TopCareerID

Review Perempuan Tanah Jahanam: Joko Anwar Sekali Lagi Bicara Ibuisme

Topcareer.id – Seorang netizen memberi komentar mengharukan usai nonton Perempuan Tanah Jahanam pada Joko Anwar sutradaranya. Setelah puja-puji begini ia tulis, “Bang Joko Anwar, sehat-sehat terus ya biar bisa berkarya bikin film bagus! “Dijawab Joko: “Amin.. Ini udah mulai nge-gym.”

Well, bila Perempuan Tanah Jahanam ini merupakan film terakhir Joko Anwar, saya tak keberatan. Tentu bukan maksud hati saya mengharapkan hal buruk terjadi pada sang sineas. Maupun saya tak ingin melihat karya-karyanya lagi. Namun, sebagai sebuah film yang dibikin Joko Anwar, Perempuan Tanah Jahanam adalah karya yang sempurna: baik dari suguhan sebagai karya sinema atau menyampaikan visi sutradaranya.

Sepanjang kariernya sebagai sutradara sejak 2006, Joko Anwar telah melahirkan delapan film. Lima di antaranya–termasuk yang teranyar, Perempuan Tanah Jahanam (PTJ)–berada dalam keluarga besar film thriller, horor, supranatural.

Baca juga: 4 Alasan Kenapa Joko Anwar Larang Anak Kecil Nonton Perempuan Tanah Jahanam

Maka, sebetulnya, PTJ adalah ketika Joko berada di zona nyamannya. Ia sudah hapal luar dalam dengan film jenis ini. Pengetahuan dan pengalamannya telah lebih dari cukup. Maka, bukan yang istimewa betul bila PTJ adalah film yang masuk tiga besar karya terbaiknya sejauh ini. (Dua lagi adalah Pintu Terlarang dan Kala.)

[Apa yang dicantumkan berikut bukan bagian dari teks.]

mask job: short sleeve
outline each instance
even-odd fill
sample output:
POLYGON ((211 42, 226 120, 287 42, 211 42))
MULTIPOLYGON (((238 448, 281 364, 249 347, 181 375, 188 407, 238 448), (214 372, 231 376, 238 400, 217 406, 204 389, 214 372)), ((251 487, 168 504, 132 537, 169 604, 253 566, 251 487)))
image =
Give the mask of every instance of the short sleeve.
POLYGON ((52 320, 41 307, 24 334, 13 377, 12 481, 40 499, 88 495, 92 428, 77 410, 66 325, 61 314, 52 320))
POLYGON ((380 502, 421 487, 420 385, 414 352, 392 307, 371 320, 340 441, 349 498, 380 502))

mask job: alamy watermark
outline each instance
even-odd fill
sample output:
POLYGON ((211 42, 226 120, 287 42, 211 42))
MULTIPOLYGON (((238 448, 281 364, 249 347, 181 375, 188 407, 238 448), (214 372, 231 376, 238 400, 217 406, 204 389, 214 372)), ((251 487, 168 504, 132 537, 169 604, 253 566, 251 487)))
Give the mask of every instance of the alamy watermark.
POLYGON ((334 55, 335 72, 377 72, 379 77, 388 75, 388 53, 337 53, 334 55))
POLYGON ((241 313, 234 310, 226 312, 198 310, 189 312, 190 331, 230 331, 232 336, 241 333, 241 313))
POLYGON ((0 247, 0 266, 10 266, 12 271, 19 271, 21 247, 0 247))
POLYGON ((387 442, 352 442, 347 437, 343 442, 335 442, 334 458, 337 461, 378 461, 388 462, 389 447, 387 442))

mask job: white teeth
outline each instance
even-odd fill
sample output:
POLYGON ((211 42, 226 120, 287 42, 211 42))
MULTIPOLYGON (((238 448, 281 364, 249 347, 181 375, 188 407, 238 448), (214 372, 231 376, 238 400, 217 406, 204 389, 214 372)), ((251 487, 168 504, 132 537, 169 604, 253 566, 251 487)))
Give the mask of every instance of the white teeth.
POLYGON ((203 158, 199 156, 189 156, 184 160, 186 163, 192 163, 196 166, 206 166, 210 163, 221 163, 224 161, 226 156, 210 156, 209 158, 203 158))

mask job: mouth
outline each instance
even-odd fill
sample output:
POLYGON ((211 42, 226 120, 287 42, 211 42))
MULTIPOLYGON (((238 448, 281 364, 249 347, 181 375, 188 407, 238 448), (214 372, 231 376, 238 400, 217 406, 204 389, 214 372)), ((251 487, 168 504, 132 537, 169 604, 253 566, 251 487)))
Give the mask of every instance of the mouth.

Sejak memulai debut penyutradaraan lewat Janji Joni (2006) yang fun, komikal dan tak ubahnya sepucuk surat cinta untuk sinema dari seorang movie buff, Joko melompat tinggi lewat Kala di tahun berikutnya. Film Kala juga bisa disebut homage atau penghormatannya pada film noir, sesuatu yang menunjukkan pembuatnya paham bahasa sinema dunia. Namun kulit dalamnya adalah sebuah thriller bernuansa supra-natural dicampur kisah mitologi buatan sang sineas, diramu komentar sosial. Di sini, Joko telah menunjukkan ia sejak awal lebih merasa nyaman menggarap sesuatu yang serba gelap.

“Ibuisme” rasa Joko Anwar

Kemudian lewat Pintu Terlarang, Joko memainkan apa yang menjadi signature-nya: seputar “ibuisme.” Di Pintu Terlarang, tokohnya yang merupakan pematung menghasilkan karya berupa patung-patung ibu hamil yang di dalamnya terdapat janin-janin buah aborsi. Tampaknya bukan kebetulan, adegan paling dikenang dari Janji Joni adalah saat Joni membantu wanita melahirkan.

Baca juga: Review Film Joker: Kala Kebobrokan Sosial dan Depresi Melahirkan Penjahat

Bila di Janji Joni dan Pintu Terlarang perihal “ibuisme” hanya jadi catatan kaki yang harus dicari makna tersurat oleh penontonnya, maka Pengabdi Setan menaruh sosok ibu di sentral cerita.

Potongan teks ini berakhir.